Em outros textos, também mencionou sua relação com as águas da cidade, seu arrebatamento ao visitar o Teatro de Santa Isabel, localizado em Santo Antônio, e suas criancices nas ruas do Recife, que não apenas revelam as vivências próprias da escritora, como demonstram as múltiplas possibilidades de relações afetivas com os elementos materiais, imateriais e naturais de uma cidade.

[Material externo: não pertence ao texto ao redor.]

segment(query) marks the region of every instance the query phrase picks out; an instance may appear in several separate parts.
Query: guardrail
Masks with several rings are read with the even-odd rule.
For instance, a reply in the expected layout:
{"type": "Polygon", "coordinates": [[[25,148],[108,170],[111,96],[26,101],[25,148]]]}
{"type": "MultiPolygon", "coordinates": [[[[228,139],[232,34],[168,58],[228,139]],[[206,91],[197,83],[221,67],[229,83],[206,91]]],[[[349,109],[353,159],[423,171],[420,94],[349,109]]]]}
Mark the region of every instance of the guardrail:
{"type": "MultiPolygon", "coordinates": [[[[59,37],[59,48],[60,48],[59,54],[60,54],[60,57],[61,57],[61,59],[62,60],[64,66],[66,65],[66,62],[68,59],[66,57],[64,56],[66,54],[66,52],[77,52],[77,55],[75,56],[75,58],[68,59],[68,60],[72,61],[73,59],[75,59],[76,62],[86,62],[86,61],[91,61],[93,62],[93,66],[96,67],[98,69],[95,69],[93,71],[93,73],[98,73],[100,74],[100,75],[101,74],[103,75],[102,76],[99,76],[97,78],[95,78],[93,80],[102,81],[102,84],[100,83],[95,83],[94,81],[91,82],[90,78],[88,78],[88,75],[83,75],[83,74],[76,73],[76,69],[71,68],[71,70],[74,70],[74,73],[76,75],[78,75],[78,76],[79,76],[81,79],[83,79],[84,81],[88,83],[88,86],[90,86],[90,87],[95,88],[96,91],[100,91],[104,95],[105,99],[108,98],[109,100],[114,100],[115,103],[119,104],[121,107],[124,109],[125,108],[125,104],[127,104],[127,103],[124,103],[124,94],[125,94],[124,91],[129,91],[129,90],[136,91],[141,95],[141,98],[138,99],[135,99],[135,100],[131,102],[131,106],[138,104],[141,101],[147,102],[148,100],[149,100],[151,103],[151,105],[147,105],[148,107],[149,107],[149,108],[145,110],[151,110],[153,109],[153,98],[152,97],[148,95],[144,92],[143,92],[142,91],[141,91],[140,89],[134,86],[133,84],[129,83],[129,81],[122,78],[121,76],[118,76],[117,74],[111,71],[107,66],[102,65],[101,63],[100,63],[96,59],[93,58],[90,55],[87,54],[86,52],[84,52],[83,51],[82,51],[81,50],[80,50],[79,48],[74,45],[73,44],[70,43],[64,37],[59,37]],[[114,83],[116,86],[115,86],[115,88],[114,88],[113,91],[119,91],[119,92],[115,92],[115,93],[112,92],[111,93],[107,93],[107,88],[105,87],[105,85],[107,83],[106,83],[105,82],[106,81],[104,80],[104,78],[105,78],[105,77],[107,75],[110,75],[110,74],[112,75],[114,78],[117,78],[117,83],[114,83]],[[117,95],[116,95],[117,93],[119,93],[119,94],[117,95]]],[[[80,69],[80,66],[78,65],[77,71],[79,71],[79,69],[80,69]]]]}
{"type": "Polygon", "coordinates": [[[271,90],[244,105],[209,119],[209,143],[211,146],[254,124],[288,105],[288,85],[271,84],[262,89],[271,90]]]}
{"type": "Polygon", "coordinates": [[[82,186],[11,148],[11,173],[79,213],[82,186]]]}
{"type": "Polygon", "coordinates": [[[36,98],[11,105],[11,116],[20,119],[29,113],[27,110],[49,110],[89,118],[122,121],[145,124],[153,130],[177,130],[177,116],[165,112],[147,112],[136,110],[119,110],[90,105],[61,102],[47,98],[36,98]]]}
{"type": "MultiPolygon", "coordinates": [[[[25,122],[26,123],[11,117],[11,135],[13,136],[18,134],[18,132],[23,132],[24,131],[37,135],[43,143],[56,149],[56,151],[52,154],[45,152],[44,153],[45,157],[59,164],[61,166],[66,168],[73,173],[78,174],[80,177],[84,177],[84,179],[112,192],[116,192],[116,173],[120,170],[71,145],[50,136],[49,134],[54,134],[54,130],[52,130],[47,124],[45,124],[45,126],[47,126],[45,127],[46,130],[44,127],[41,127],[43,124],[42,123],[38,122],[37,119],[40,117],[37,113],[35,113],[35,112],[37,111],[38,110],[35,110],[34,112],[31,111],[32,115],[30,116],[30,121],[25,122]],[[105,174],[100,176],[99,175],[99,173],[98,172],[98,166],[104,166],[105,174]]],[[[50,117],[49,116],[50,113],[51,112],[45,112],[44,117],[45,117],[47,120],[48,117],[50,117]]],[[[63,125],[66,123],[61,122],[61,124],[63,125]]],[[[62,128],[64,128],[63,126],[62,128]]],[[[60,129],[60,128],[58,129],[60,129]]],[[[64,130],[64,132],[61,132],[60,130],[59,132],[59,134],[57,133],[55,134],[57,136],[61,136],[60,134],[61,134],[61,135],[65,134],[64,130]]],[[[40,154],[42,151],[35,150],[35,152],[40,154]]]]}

Em 1976, Clarice visitou o Recife acompanhada de uma amiga e decidiu se hospedar no Hotel São Domingos, estabelecimento que se localizava na Praça Maciel Pinheiro, próximo ao sobrado onde morou. Durante a sua estadia na cidade, ela foi entrevistada pelo Jornal do Commercio e, da conversa, destaca-se o seguinte trecho: “Sabemos que você passou toda a sua infância aqui no Recife, mas o Recife continua existindo em Clarice Lispector?” Ao que ela responde: “Está todo vivo em mim.”

Pode-se afirmar que o inverso também é verdadeiro: a escritora está toda viva em Recife, seja pela eternização das suas lembranças nas suas obras, pelos marcos físicos da sua infância que resistem ao tempo, como a edificação onde cresceu, ou no afeto e memória de quem enxerga o seu próprio Recife a partir das palavras de Clarice.